The 35-year-old noted the threats would not deter him from going to pray and seeking spiritual solace in the next few weeks, when Muslims globally fast from sunrise to sunset. 

“Those who made a threat, we can help them and guide them. It’s not going to (stop us coming) to the mosque anymore or scare us.”

Worshippers inside Lakemba Mosque
Worshippers inside Sydney’s Lakemba Mosque while fasting during Ramadan. (Flavio Brancaleone/AAP PHOTOS)

Sharing in a communal breaking of the fast at the mosque after a long hot day, Mahadi Hasan said he felt at home in the suburb observing his first Ramadan away from his family in Bangladesh.

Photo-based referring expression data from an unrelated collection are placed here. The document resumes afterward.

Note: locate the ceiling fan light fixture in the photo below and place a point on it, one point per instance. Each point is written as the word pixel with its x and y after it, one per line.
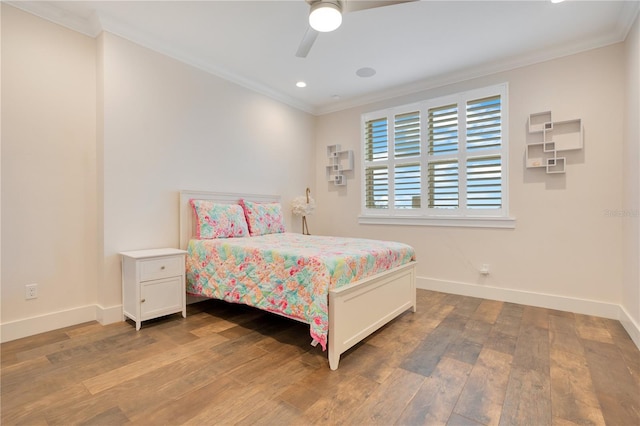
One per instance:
pixel 325 16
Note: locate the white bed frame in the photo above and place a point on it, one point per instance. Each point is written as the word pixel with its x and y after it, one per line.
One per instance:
pixel 355 310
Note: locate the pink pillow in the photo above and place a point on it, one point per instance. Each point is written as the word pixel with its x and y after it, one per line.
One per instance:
pixel 263 218
pixel 219 220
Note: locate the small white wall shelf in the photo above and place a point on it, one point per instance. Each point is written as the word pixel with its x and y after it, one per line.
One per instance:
pixel 339 162
pixel 557 137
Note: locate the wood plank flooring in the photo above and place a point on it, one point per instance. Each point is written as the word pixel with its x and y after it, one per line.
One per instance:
pixel 456 361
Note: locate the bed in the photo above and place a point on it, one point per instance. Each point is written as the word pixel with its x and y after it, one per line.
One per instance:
pixel 344 288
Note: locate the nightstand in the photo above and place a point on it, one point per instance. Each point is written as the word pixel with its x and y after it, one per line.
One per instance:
pixel 153 283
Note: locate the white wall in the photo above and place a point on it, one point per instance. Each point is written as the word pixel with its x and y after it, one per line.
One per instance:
pixel 98 138
pixel 169 126
pixel 565 252
pixel 48 171
pixel 631 201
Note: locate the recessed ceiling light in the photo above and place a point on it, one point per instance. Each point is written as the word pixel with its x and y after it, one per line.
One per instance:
pixel 366 72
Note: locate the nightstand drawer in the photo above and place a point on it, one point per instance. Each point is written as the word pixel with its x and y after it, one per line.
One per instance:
pixel 161 268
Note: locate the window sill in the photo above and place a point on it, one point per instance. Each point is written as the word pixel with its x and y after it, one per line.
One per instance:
pixel 463 222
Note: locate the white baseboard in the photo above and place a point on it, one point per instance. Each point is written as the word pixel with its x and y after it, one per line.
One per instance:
pixel 631 326
pixel 52 321
pixel 55 320
pixel 109 315
pixel 549 301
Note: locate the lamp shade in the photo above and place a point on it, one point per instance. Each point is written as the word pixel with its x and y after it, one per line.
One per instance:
pixel 325 16
pixel 301 207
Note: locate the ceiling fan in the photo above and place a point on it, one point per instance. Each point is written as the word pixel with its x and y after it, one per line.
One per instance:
pixel 326 15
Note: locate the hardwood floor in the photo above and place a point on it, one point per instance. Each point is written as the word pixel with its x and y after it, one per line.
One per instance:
pixel 457 361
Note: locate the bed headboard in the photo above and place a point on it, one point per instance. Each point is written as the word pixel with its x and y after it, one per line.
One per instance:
pixel 187 219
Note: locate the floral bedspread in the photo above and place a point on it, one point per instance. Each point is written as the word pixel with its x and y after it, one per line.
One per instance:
pixel 287 273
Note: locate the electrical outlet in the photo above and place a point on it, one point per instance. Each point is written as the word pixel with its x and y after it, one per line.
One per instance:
pixel 31 291
pixel 484 269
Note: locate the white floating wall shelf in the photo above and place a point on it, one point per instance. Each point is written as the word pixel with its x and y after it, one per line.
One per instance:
pixel 557 137
pixel 339 162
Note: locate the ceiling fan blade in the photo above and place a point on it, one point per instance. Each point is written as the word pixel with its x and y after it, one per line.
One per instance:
pixel 355 5
pixel 307 41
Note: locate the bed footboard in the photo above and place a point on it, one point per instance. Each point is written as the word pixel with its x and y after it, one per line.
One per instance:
pixel 358 310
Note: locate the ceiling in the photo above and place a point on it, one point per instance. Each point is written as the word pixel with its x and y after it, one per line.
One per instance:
pixel 411 46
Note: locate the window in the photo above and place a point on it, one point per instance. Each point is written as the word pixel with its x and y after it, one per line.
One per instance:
pixel 441 161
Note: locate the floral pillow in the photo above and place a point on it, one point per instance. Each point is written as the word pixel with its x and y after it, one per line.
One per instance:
pixel 263 218
pixel 219 220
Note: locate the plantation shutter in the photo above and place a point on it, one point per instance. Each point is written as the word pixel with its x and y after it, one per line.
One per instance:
pixel 438 159
pixel 444 185
pixel 376 176
pixel 406 176
pixel 484 174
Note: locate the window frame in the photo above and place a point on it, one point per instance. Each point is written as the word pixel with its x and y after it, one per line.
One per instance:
pixel 425 216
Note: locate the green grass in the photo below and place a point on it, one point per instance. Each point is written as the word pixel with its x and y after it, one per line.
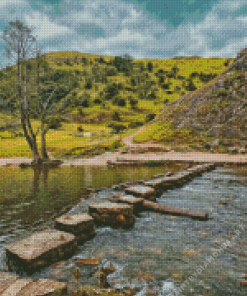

“I came to Australia because it’s one of the most peaceful countries in the world and we Muslims also love peace,” he said.

The 24-year-old student said he was “very concerned” with the rising rhetoric targeting Muslims in Australia, including the latest threat to the Lakemba Mosque.

Featuring a cartoon pig, the letter made calls to kill or deport Muslims and referenced an Australian convicted terrorist who killed 51 Muslims in Christchurch in 2019.

A vendor prepares grilled meat skewers in Sydney
A vendor prepares grilled meat skewers in Sydney as Muslims end their fast. (Flavio Brancaleone/AAP PHOTOS)

The unsigned letter delivered to the mosque also contained a direct death threat levelled against Josh Lees, the prominent organiser of the Palestine Action Group, with the words “Praise Israel” atop.

He said politicians had fanned the flames of Islamophobia by denigrating supporters of the Palestinian cause, against a backdrop of more than 70,000 people being killed in Gaza over the last two years.

“There is a clear link between media and politicians’ consistent attacks on the Palestinian movement and the vicious rise in disgusting Islamophobia,” he told reporters.